Une victoire sonnante et trébuchante. Dans la préfecture de l’Eure, la CNL a obtenu gain de cause pour 310 locataires de la SAIEM AGIRE. À la suite d’un contrôle rigoureux des charges locatives 2023, ses représentant·es ont relevé une anomalie : le bouclier tarifaire sur l’électricité des parties communes n’avait pas été appliqué. Résultat : 52 779 € de charges indûment réclamées ont été annulées et prises en charge par le bailleur.
Ce succès s’inscrit dans la continuité d’un travail de terrain que la CNL Évreux mène depuis plus de 50 ans : examen méthodique des factures, remontée des anomalies, chiffrage argumenté et interpellation des bailleurs. Mais il ne saurait masquer une tendance lourde : l’augmentation continue des charges. En 2023, elles ont grimpé de 10 % en moyenne chez ce bailleur, représentant désormais 38 % de la quittance (APL déduite), contre 33 % en 2017. Certaines régularisations n’ont toujours pas été communiquées, et les factures deviennent de plus en plus opaques.

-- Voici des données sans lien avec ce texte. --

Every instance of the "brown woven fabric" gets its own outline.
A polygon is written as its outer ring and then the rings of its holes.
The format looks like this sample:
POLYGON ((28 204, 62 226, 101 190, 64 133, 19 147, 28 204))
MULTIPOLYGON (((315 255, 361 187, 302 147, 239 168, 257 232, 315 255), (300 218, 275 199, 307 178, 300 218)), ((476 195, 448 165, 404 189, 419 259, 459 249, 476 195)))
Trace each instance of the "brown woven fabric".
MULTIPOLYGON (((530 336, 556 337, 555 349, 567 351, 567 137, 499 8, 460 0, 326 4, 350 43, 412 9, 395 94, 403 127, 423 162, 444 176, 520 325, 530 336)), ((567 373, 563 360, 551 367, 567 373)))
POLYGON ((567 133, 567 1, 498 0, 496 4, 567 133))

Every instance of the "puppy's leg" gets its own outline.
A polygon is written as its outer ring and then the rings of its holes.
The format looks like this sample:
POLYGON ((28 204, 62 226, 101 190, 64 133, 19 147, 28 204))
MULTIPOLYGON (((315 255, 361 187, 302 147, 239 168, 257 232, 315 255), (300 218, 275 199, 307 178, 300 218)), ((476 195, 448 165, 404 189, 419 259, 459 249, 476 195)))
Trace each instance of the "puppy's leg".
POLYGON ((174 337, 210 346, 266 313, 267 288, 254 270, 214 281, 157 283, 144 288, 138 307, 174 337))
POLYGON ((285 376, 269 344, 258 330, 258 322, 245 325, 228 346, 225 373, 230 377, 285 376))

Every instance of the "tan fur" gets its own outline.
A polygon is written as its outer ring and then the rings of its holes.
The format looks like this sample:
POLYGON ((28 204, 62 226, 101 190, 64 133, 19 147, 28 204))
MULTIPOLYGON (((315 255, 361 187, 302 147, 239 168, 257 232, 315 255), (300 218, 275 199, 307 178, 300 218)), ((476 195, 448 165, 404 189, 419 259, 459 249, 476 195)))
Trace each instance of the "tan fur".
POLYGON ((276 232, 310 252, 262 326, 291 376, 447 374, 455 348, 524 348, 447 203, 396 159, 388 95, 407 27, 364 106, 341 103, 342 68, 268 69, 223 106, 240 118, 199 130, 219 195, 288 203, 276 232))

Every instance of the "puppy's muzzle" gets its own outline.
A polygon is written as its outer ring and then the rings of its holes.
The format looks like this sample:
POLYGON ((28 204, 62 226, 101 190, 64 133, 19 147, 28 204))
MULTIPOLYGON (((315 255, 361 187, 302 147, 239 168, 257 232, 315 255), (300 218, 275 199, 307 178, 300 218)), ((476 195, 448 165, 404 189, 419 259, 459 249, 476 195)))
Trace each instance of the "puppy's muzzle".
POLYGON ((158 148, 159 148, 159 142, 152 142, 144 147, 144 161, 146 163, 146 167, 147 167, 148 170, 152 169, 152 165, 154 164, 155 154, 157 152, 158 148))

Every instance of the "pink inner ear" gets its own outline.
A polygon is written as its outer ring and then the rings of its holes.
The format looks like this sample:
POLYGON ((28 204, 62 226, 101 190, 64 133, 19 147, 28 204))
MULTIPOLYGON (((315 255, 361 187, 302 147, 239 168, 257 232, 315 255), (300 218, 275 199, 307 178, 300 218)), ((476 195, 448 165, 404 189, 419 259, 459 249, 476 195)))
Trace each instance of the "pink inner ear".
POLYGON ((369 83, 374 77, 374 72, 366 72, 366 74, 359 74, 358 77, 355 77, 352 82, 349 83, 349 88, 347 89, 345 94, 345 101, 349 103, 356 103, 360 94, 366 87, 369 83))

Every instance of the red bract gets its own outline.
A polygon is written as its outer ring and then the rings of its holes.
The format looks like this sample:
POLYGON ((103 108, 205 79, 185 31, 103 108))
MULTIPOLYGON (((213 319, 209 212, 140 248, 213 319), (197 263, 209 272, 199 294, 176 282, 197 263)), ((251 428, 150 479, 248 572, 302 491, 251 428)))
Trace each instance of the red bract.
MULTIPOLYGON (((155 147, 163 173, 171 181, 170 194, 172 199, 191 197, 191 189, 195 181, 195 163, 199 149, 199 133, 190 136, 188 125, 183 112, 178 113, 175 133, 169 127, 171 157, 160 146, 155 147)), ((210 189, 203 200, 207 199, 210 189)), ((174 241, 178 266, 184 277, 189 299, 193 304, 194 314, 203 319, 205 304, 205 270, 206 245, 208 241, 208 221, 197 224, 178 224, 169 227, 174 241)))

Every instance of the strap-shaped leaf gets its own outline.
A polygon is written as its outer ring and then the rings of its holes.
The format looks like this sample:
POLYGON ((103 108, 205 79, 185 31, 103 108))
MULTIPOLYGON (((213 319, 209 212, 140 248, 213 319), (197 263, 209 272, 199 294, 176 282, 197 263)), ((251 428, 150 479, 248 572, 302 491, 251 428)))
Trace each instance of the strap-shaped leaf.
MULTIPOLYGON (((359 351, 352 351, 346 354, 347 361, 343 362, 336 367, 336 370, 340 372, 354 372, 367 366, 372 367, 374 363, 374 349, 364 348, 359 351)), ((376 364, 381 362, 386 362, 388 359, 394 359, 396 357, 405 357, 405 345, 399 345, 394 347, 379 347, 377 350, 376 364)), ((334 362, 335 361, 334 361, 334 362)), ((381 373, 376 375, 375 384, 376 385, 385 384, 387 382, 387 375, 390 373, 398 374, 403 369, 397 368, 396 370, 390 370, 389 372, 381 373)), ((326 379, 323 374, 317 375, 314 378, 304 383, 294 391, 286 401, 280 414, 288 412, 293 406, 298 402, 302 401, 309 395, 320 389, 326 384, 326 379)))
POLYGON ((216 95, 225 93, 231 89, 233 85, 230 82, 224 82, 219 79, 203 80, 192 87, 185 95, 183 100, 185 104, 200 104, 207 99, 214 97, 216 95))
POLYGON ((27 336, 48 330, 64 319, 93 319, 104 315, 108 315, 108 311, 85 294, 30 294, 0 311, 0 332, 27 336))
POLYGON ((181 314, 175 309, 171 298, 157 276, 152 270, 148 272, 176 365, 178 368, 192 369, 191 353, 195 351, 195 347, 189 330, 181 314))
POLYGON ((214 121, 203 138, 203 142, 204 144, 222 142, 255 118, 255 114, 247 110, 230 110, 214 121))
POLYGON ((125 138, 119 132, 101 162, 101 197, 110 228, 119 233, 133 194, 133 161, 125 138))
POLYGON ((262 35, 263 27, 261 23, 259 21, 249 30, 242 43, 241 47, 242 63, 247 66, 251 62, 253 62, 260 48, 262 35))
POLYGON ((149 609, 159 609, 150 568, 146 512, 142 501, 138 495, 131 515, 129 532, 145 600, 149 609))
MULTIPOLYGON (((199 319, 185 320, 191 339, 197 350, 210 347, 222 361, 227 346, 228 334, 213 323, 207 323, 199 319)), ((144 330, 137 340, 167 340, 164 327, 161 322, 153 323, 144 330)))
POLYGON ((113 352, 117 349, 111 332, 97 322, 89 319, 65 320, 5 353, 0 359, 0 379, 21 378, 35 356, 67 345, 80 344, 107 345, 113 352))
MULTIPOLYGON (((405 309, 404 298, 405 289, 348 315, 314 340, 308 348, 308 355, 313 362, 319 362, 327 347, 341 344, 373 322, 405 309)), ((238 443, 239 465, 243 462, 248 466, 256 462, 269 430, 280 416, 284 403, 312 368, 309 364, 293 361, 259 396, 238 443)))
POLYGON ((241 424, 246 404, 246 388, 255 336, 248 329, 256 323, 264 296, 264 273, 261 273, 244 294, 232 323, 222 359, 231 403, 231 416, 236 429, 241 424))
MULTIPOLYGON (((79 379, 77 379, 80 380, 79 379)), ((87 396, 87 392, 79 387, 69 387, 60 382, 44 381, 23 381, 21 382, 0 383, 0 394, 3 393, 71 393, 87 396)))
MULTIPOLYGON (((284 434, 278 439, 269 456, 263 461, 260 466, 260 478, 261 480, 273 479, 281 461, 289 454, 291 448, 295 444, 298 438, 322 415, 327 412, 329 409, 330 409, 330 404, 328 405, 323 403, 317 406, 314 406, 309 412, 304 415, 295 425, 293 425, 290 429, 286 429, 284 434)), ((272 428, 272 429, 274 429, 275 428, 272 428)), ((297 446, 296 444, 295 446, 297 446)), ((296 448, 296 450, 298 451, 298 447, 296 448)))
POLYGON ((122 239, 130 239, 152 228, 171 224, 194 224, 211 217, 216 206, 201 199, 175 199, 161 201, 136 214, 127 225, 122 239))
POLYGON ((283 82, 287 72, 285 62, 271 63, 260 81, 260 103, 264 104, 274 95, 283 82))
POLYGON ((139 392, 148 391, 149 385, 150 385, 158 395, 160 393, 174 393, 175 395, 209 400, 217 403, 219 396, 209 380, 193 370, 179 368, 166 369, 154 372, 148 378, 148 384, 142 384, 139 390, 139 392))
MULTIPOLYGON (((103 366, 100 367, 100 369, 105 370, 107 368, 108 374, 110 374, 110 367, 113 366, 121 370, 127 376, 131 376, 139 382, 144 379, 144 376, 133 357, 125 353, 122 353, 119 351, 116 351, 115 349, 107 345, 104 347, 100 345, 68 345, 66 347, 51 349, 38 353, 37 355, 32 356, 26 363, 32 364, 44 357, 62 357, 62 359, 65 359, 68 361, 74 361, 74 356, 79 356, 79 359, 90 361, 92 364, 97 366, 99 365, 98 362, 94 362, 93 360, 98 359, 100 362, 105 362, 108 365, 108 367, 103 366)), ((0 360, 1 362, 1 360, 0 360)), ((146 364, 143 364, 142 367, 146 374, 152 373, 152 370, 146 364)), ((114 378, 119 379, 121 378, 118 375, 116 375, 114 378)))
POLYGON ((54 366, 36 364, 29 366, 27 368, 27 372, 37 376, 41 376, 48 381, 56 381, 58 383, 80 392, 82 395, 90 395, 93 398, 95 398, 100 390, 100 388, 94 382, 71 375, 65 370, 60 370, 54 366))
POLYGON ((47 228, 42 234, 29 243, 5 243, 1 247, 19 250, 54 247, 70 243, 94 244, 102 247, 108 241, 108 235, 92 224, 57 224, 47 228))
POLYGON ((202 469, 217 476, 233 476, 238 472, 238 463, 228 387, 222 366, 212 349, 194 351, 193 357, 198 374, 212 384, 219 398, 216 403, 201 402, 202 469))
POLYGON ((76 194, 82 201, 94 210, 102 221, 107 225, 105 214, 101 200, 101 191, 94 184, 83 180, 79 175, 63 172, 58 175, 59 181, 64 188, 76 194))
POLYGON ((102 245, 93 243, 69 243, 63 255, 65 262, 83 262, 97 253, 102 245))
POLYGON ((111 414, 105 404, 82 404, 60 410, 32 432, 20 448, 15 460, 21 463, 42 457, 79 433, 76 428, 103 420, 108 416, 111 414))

Les écarts de consommation d’électricité entre escaliers restent inexpliqués. À la résidence du 25 rue de Rugby, les charges d’électricité communes atteignent 551 € par an et par logement, avec un prix du kWh deux fois supérieur au tarif réglementé. Côté chauffage, le bouclier tarifaire n’a parfois permis qu’une baisse de 6 %. La taxe sur les ordures ménagères explose (+26 %), alors même que les services diminuent.
La CNL souligne aussi les effets positifs de ses combats passés : la pose de sous-compteurs d’eau a permis des économies importantes, jusqu’à 300 € par an. Mais d’autres menaces pèsent, comme la volonté municipale de transférer aux locataires l’entretien des espaces verts.
Face à ces dérives, elle appelle à la mobilisation et à la vigilance citoyenne. Pour se faire entendre, il faut aussi s’inscrire sur les listes électorales et voter.